From: Andrii Nakryiko <andrii@kernel.org>
To: linux-trace-kernel@vger.kernel.org, peterz@infradead.org,
mingo@kernel.org
Cc: bpf@vger.kernel.org, linux-kernel@vger.kernel.org,
kernel-team@meta.com, mhocko@kernel.org, rostedt@goodmis.org,
oleg@redhat.com, brauner@kernel.org, glider@google.com,
mhiramat@kernel.org, mathieu.desnoyers@efficios.com,
akpm@linux-foundation.org, Andrii Nakryiko <andrii@kernel.org>
Subject: [PATCH] exit: add trace_task_exit() tracepoint before current->mm is reset
Date: Tue, 1 Apr 2025 11:40:21 -0700 [thread overview]

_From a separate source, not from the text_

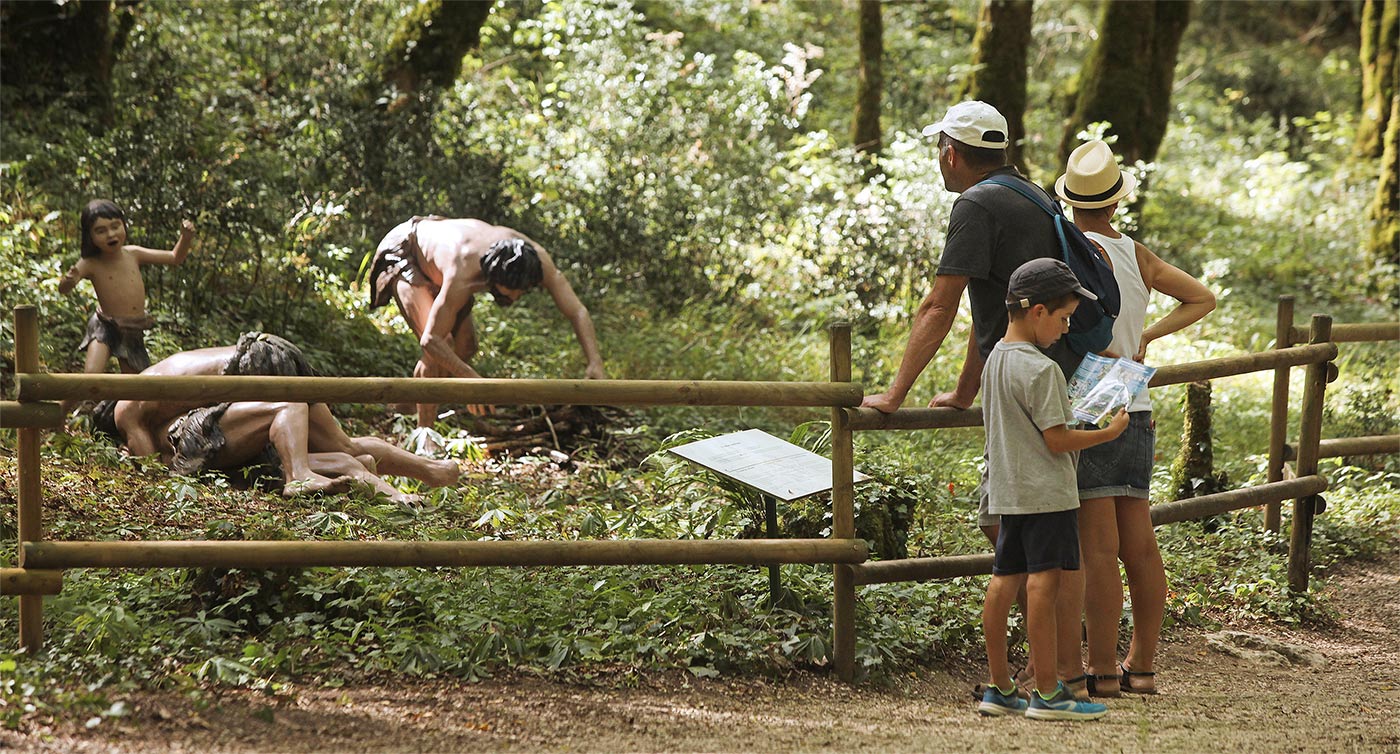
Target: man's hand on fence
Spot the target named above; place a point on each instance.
(885, 403)
(951, 400)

Message-ID: <20250401184021.2591443-1-andrii@kernel.org> (raw)
It is useful to be able to access current->mm to, say, record a bunch of
VMA information right before the task exits (e.g., for stack
symbolization reasons when dealing with short-lived processes that exit
in the middle of profiling session). We currently do have
trace_sched_process_exit() in the exit path, but it is called a bit too
late, after exit_mm() resets current->mm to NULL, which makes it
unsuitable for inspecting and recording task's mm_struct-related data
when tracing process lifetimes.
There is a particularly suitable place, though, right after
taskstats_exit() is called, but before we do exit_mm(). taskstats
performs a similar kind of accounting that some applications do with
BPF, and so co-locating them seems like a good fit.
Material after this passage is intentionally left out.